PlzNavigate: Move navigation-level mixed content checks to the browser.

content/browser/frame_host/mixed_content_navigation_throttle.cc

+// Copyright 2017 The Chromium Authors. All rights reserved.
+// Use of this source code is governed by a BSD-style license that can be
+// found in the LICENSE file.
+
+#include "content/browser/frame_host/mixed_content_navigation_throttle.h"
+
+#include <algorithm>
+
+#include "base/memory/ptr_util.h"
+#include "content/browser/frame_host/frame_tree.h"
+#include "content/browser/frame_host/frame_tree_node.h"
+#include "content/browser/frame_host/navigation_handle_impl.h"
+#include "content/browser/frame_host/render_frame_host_delegate.h"
+#include "content/browser/renderer_host/render_view_host_impl.h"
+#include "content/common/frame_messages.h"
+#include "content/public/browser/content_browser_client.h"
+#include "content/public/browser/render_frame_host.h"
+#include "content/public/common/browser_side_navigation_policy.h"
+#include "content/public/common/content_client.h"
+#include "content/public/common/origin_util.h"
+#include "content/public/common/web_preferences.h"
+#include "net/base/url_util.h"
+#include "url/gurl.h"
+#include "url/origin.h"
+#include "url/url_constants.h"
+#include "url/url_util.h"
+
+namespace {
+
+using namespace content;
+
+// Should return the same value as SchemeRegistry::shouldTreatURLSchemeAsSecure.
+bool IsSecureScheme(const std::string& scheme) {
+  const std::vector<std::string>& secure_schemes = url::GetSecureSchemes();
+  return std::find(secure_schemes.begin(), secure_schemes.end(), scheme) !=
+         secure_schemes.end();
+}
+
+// Should return the same value as SchemeRegistry::shouldTreatURLSchemeAsSecure.
+bool HasPotentiallySecureScheme(const GURL& url) {
+  return IsSecureScheme(url.scheme());
+}
+
+// Should return the same value as SecurityOrigin::isLocal (and consequentially
+// SchemeRegistry::shouldTreatURLSchemeAsLocal).
+bool HasLocalScheme(const GURL& url) {
+  const std::vector<std::string>& local_schemes = url::GetLocalSchemes();
+  return std::find(local_schemes.begin(), local_schemes.end(), url.scheme()) !=
+         local_schemes.end();
+}
+
+// This reflects the result expected from SecurityOrigin::isUnique (not its
+// logic).

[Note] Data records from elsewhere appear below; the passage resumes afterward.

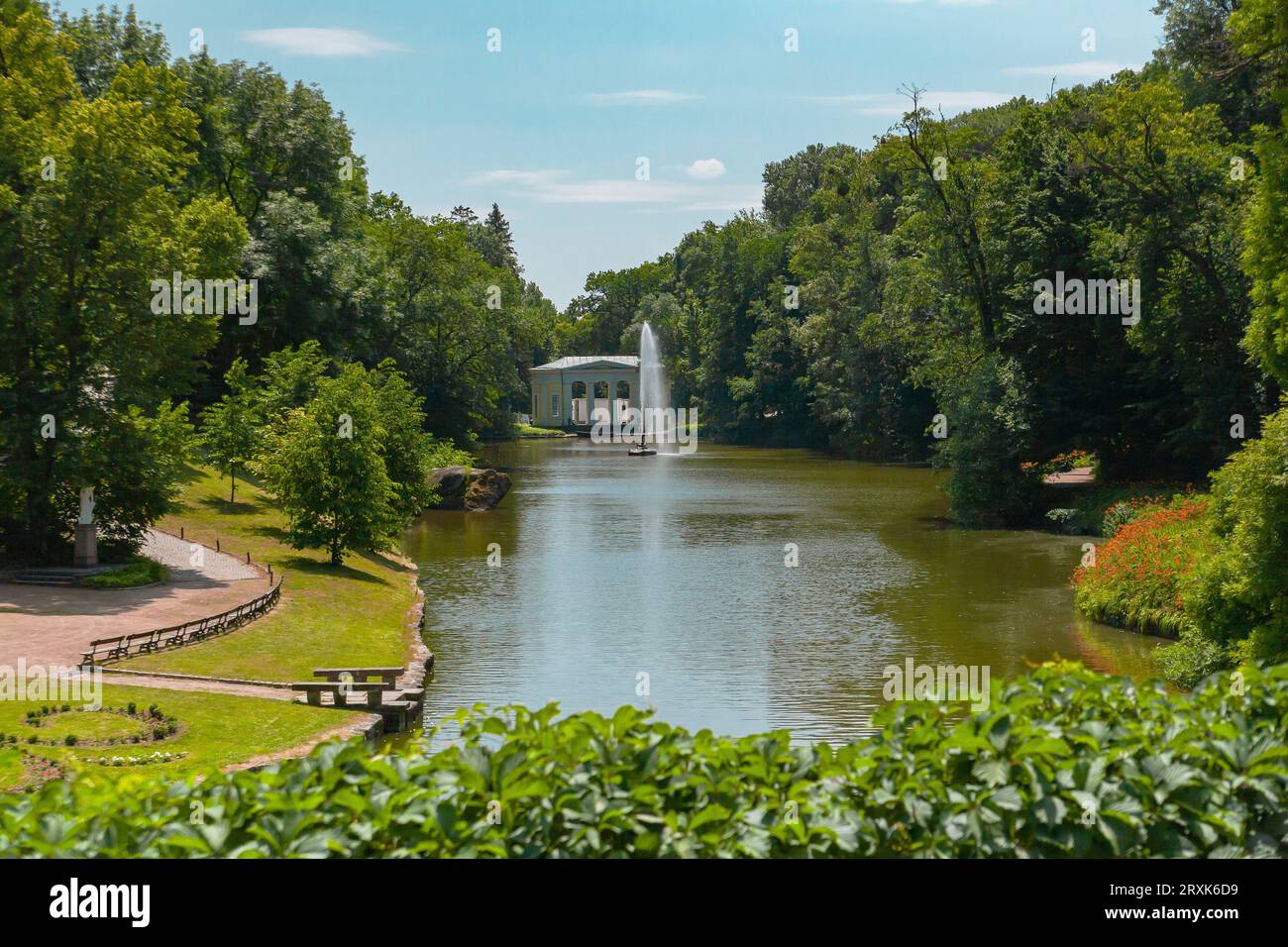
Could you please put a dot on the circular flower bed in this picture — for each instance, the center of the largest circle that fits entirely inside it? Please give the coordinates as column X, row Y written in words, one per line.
column 67, row 725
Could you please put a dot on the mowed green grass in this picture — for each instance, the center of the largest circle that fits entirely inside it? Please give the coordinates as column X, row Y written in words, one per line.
column 351, row 615
column 215, row 731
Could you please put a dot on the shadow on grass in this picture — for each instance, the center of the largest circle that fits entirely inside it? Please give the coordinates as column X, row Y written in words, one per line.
column 231, row 509
column 299, row 564
column 382, row 561
column 273, row 532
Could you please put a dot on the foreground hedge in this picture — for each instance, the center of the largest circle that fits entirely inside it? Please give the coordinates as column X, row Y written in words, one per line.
column 1064, row 763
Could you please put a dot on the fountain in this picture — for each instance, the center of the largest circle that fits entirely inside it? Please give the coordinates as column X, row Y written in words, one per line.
column 653, row 394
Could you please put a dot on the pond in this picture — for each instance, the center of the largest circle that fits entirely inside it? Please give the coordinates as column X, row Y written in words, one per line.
column 661, row 581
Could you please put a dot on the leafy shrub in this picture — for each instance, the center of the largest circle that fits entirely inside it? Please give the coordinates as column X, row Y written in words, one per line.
column 1117, row 517
column 140, row 571
column 1239, row 595
column 1064, row 763
column 1138, row 574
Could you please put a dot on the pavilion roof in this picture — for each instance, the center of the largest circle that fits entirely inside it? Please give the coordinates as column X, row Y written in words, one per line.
column 590, row 361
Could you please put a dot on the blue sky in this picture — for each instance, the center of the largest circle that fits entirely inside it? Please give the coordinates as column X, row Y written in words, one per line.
column 552, row 125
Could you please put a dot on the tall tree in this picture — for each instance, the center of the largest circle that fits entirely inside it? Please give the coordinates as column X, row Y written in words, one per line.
column 89, row 218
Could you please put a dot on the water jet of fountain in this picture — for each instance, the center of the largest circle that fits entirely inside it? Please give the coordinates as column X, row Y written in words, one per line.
column 655, row 397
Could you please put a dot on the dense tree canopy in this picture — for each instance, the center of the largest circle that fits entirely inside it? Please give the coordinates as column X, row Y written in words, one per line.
column 120, row 167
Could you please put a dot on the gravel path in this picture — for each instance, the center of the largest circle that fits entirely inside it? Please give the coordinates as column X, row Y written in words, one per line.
column 178, row 556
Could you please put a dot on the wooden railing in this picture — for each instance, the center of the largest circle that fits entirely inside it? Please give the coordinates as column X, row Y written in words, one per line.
column 103, row 650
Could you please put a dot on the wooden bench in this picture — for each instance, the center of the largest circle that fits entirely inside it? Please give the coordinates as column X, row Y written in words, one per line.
column 386, row 674
column 313, row 690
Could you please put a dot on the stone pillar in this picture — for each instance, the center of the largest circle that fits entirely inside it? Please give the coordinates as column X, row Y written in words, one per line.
column 86, row 545
column 86, row 534
column 612, row 403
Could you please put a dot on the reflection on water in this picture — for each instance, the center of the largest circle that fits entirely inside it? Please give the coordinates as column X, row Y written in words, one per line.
column 621, row 574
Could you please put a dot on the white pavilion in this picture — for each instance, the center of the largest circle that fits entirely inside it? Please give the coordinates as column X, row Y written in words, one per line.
column 567, row 392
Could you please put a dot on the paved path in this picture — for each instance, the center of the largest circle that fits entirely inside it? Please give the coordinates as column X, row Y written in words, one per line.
column 1072, row 478
column 53, row 624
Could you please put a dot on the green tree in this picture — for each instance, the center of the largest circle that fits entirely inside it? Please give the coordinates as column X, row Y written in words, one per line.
column 351, row 466
column 325, row 466
column 231, row 427
column 89, row 218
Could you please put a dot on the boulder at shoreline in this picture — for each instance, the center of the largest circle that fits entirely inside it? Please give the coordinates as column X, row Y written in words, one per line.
column 469, row 488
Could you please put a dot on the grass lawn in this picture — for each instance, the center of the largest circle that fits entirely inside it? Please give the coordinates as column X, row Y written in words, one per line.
column 214, row 731
column 329, row 616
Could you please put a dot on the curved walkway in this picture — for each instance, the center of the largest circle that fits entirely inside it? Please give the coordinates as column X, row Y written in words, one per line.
column 52, row 625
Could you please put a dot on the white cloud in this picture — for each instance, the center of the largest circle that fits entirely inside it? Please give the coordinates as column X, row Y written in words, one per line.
column 894, row 105
column 704, row 169
column 555, row 185
column 307, row 40
column 639, row 97
column 1083, row 68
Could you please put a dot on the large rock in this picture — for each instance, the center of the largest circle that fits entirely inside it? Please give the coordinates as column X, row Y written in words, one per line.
column 469, row 488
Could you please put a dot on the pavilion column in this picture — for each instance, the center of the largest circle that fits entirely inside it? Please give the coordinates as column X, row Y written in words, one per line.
column 612, row 403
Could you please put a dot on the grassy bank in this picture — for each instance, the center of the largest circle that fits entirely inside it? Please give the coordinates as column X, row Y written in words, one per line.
column 329, row 616
column 211, row 731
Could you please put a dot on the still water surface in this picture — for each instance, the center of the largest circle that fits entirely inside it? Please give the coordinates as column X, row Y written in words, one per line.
column 673, row 566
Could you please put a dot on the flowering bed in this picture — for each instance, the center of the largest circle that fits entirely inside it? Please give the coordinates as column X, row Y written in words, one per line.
column 1138, row 574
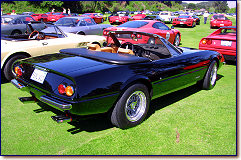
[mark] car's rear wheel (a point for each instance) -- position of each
(132, 107)
(8, 69)
(210, 78)
(176, 40)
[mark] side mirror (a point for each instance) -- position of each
(104, 44)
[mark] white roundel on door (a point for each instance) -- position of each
(167, 35)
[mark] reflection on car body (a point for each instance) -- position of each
(120, 78)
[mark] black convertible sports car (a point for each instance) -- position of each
(120, 78)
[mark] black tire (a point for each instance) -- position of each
(81, 33)
(16, 32)
(176, 40)
(125, 116)
(193, 24)
(8, 72)
(210, 78)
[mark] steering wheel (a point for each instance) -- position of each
(32, 36)
(127, 45)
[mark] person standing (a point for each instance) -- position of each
(13, 12)
(64, 10)
(205, 16)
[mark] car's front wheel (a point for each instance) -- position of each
(176, 40)
(132, 107)
(210, 78)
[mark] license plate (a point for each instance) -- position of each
(226, 43)
(38, 75)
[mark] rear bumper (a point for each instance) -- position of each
(58, 104)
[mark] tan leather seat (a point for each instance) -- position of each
(125, 51)
(109, 49)
(93, 47)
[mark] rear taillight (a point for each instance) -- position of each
(105, 32)
(69, 91)
(206, 41)
(65, 90)
(18, 70)
(61, 89)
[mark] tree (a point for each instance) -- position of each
(191, 6)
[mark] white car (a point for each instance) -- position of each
(36, 43)
(167, 16)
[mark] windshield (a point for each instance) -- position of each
(134, 24)
(164, 13)
(6, 20)
(67, 22)
(184, 16)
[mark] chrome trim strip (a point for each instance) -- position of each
(17, 84)
(56, 103)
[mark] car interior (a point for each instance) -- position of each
(153, 49)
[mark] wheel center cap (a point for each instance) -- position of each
(133, 105)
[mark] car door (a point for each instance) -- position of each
(93, 27)
(164, 31)
(178, 71)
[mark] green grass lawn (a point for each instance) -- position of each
(204, 120)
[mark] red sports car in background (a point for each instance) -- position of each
(148, 26)
(223, 41)
(95, 16)
(219, 20)
(40, 17)
(138, 17)
(184, 20)
(119, 18)
(54, 16)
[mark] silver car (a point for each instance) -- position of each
(16, 24)
(81, 25)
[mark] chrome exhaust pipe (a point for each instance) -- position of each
(28, 99)
(61, 118)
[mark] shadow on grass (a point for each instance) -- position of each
(101, 122)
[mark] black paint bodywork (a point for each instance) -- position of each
(99, 78)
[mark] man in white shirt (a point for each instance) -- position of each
(205, 16)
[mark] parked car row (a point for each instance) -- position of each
(118, 73)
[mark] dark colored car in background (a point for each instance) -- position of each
(148, 26)
(95, 16)
(184, 20)
(223, 41)
(153, 17)
(16, 24)
(54, 16)
(219, 20)
(120, 79)
(138, 16)
(119, 18)
(40, 17)
(81, 25)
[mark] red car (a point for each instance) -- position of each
(40, 17)
(184, 20)
(219, 20)
(119, 18)
(223, 41)
(54, 16)
(95, 16)
(138, 17)
(148, 26)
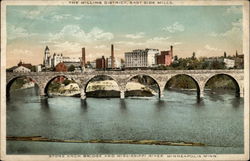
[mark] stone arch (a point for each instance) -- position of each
(13, 79)
(90, 79)
(54, 77)
(152, 77)
(235, 81)
(198, 87)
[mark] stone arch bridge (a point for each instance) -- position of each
(161, 77)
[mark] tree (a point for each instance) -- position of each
(71, 68)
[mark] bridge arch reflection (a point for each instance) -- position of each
(154, 82)
(102, 77)
(61, 79)
(178, 77)
(11, 81)
(234, 81)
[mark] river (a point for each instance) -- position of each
(216, 121)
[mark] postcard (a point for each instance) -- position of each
(124, 80)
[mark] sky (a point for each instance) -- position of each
(205, 30)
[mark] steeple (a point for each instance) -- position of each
(47, 48)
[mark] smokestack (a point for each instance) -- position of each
(171, 50)
(112, 56)
(83, 57)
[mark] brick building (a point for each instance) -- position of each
(61, 67)
(100, 63)
(165, 58)
(29, 66)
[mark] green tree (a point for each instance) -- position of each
(71, 68)
(66, 82)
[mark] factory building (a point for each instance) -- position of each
(141, 58)
(165, 58)
(50, 61)
(109, 63)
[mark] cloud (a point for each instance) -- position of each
(100, 47)
(75, 33)
(235, 31)
(234, 10)
(208, 47)
(20, 52)
(176, 27)
(14, 32)
(135, 36)
(60, 17)
(67, 47)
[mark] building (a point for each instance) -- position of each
(229, 63)
(61, 67)
(29, 66)
(38, 68)
(116, 63)
(239, 61)
(100, 63)
(51, 61)
(21, 69)
(141, 58)
(165, 58)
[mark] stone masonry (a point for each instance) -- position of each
(161, 77)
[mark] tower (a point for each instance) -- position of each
(46, 57)
(171, 52)
(112, 57)
(83, 58)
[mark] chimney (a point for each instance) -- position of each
(83, 58)
(112, 57)
(171, 49)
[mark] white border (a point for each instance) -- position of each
(243, 3)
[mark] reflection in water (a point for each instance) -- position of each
(44, 103)
(236, 102)
(160, 104)
(174, 117)
(123, 106)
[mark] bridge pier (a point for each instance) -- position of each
(83, 94)
(122, 94)
(241, 94)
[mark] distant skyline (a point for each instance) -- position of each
(206, 30)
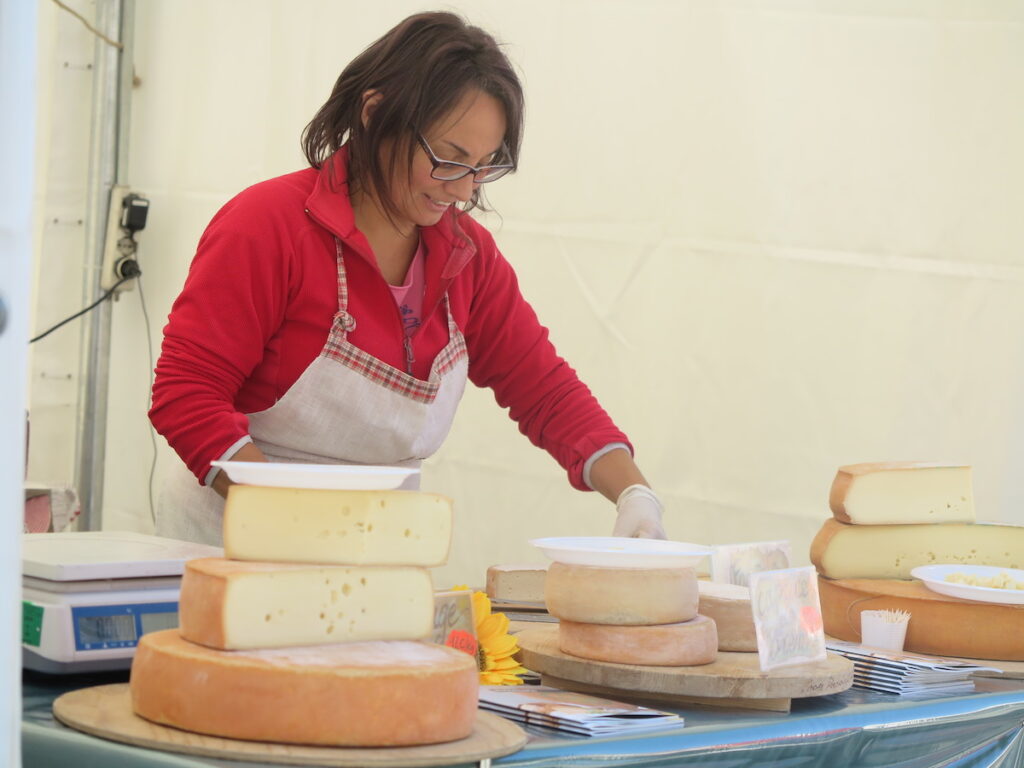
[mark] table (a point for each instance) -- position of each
(983, 729)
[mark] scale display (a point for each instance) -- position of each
(99, 627)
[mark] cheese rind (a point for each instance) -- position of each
(902, 493)
(395, 693)
(842, 551)
(729, 606)
(346, 527)
(237, 604)
(621, 596)
(517, 583)
(939, 625)
(686, 644)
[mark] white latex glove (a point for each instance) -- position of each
(639, 514)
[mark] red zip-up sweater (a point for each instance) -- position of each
(261, 294)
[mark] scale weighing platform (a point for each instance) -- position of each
(89, 596)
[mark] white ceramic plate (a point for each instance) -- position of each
(323, 476)
(934, 578)
(622, 553)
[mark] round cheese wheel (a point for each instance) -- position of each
(382, 693)
(729, 606)
(621, 596)
(686, 644)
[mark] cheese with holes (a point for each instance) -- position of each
(842, 551)
(348, 527)
(389, 693)
(729, 606)
(685, 644)
(235, 604)
(939, 625)
(520, 584)
(902, 493)
(624, 596)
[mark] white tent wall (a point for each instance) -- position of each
(773, 238)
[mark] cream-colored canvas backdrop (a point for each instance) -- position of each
(773, 237)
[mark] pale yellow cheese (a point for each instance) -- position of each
(939, 625)
(902, 493)
(517, 583)
(347, 527)
(684, 644)
(729, 606)
(235, 604)
(621, 596)
(841, 551)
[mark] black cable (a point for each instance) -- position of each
(94, 304)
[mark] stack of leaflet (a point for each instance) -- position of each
(571, 713)
(902, 674)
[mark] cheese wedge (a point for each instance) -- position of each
(939, 625)
(729, 606)
(685, 644)
(841, 551)
(347, 527)
(396, 693)
(523, 584)
(902, 493)
(622, 596)
(235, 604)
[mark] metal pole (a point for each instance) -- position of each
(107, 166)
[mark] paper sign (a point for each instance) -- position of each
(787, 617)
(733, 563)
(454, 625)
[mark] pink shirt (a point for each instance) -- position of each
(409, 296)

It takes into account how SecurityOrigin::create might return unique
+// origins for URLS that cause SchemeRegistry::shouldTreatURLSchemeAsNoAccess to
+// return true.
+bool IsUniqueScheme(const GURL& url) {
+  const std::vector<std::string>& no_access_schemes = url::GetNoAccessSchemes();
+  return std::find(no_access_schemes.begin(), no_access_schemes.end(),
+                   url.scheme()) != no_access_schemes.end();
+}
+
+// Should return the same value as SecurityOrigin::isLocal and
+// SchemeRegistry::shouldTreatURLSchemeAsCORSEnabled.
+bool ShouldTreatURLSchemeAsCORSEnabled(const GURL& url) {
+  const std::vector<std::string>& cors_schemes = url::GetCORSEnabledSchemes();
+  return std::find(cors_schemes.begin(), cors_schemes.end(), url.scheme()) !=
+         cors_schemes.end();
+}
+
+// Should return the same value as SecurityOrigin::isSecure.
+bool SecurityOriginIsSecure(const GURL& url) {

[nasko, 2017/01/23 22:32:38]

nit: IsOriginSecure? We don't have "SecurityOrigin" concept in browser code,
which makes reading the name of this method a bit awkward.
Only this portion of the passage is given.